Last week, the Institute for Health Metrics and Evaluation (IHME) released, Financing for Global Health: The End of the Golden Era? its fourth annual report analyzing trends in Development Assistance for Health (DAH) from 1990 through 2009, with estimates through 2011.
From the report:
In this year’s report, IHME built on its past data collection and analysis efforts to monitor the resources made available through development assistance for health (DAH) and government health expenditure (GHE). It confirms what many in the global health community expected: After reaching a historic high in 2010, overall DAH declined slightly in 2011, with some organizations and governments spending more and others spending less.
One of the areas where there has been an increase in spending is the overall area of maternal, newborn and child health, including family planning. In a chapter devoted to outlining investments by health area, the authors point out that while MNCH investments have not increased as dramatically as other areas, such as HIV/AIDS, increases have been steady, and, indeed, continued to grow since 2009, even as funding for other health issues has declined.
The authors attribute this increase to some specific sources:
The Every Woman Every Child initiative has received over $20 billion in commitments since its inception in 2010. In 2012, the London Summit on Family Planning also succeeded in mobilizing billions of dollars for MNCH. The debut of the spending associated with Every Woman Every Child and other maternal and child health initiatives is manifested in MNCH growth rates. In 2010, UNICEF spending on MNCH jumped 60.9% (the response to the earthquake in Haiti and the floods in Pakistan also contributed to this rise). MNCH DAH disbursements also grew significantly for the UK (38.8%). Other actors engaged in supporting MNCH also increased the DAH provided for the sector. A surge in funding for the WHO’s programs on MNCH (8.5%) as well as US bilateral (9.4%) and UNFPA support (2.3%) bolstered sector-wide growth.

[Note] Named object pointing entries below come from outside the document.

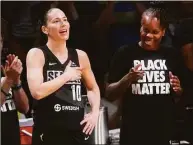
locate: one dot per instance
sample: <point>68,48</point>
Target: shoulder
<point>83,58</point>
<point>35,55</point>
<point>81,53</point>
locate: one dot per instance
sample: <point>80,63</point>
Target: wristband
<point>6,94</point>
<point>17,87</point>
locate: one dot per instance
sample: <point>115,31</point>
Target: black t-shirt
<point>63,109</point>
<point>147,105</point>
<point>10,134</point>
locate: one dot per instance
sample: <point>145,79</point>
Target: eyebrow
<point>59,18</point>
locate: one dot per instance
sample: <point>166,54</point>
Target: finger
<point>131,70</point>
<point>86,115</point>
<point>136,68</point>
<point>83,121</point>
<point>86,127</point>
<point>12,57</point>
<point>175,85</point>
<point>91,130</point>
<point>14,61</point>
<point>3,70</point>
<point>7,64</point>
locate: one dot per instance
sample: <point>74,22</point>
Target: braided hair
<point>157,10</point>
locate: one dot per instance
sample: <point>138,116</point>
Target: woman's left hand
<point>90,120</point>
<point>175,83</point>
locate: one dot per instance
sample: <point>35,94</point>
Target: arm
<point>12,71</point>
<point>6,84</point>
<point>187,51</point>
<point>21,100</point>
<point>38,88</point>
<point>93,93</point>
<point>117,89</point>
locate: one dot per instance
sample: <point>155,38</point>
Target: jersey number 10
<point>76,92</point>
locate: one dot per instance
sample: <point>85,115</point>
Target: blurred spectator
<point>13,98</point>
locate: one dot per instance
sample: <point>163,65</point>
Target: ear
<point>44,30</point>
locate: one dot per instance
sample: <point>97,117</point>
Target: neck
<point>57,46</point>
<point>146,48</point>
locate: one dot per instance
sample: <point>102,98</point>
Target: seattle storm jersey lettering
<point>75,85</point>
<point>154,79</point>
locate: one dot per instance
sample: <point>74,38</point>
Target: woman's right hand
<point>13,68</point>
<point>134,75</point>
<point>74,72</point>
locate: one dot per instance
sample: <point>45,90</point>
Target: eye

The report goes on to point out that the increased investments over the years have coincided with a decline in the proportion of the global burden of disease attributed to MNCH-related issues. In other words, these investments are paying off. This success makes the news that the European Union (EU) moved Friday to cut investments in global health and development overall particularly troubling. These cuts, which will affect the EU’s investments over the next seven years mark the first decrease in EU funding for international assistance in its history. While it is not quite clear what current investments will be affected most, some reports suggest that family planning programs are a likely target for cuts, a move that could hinder efforts to improve the health of women and children around the world.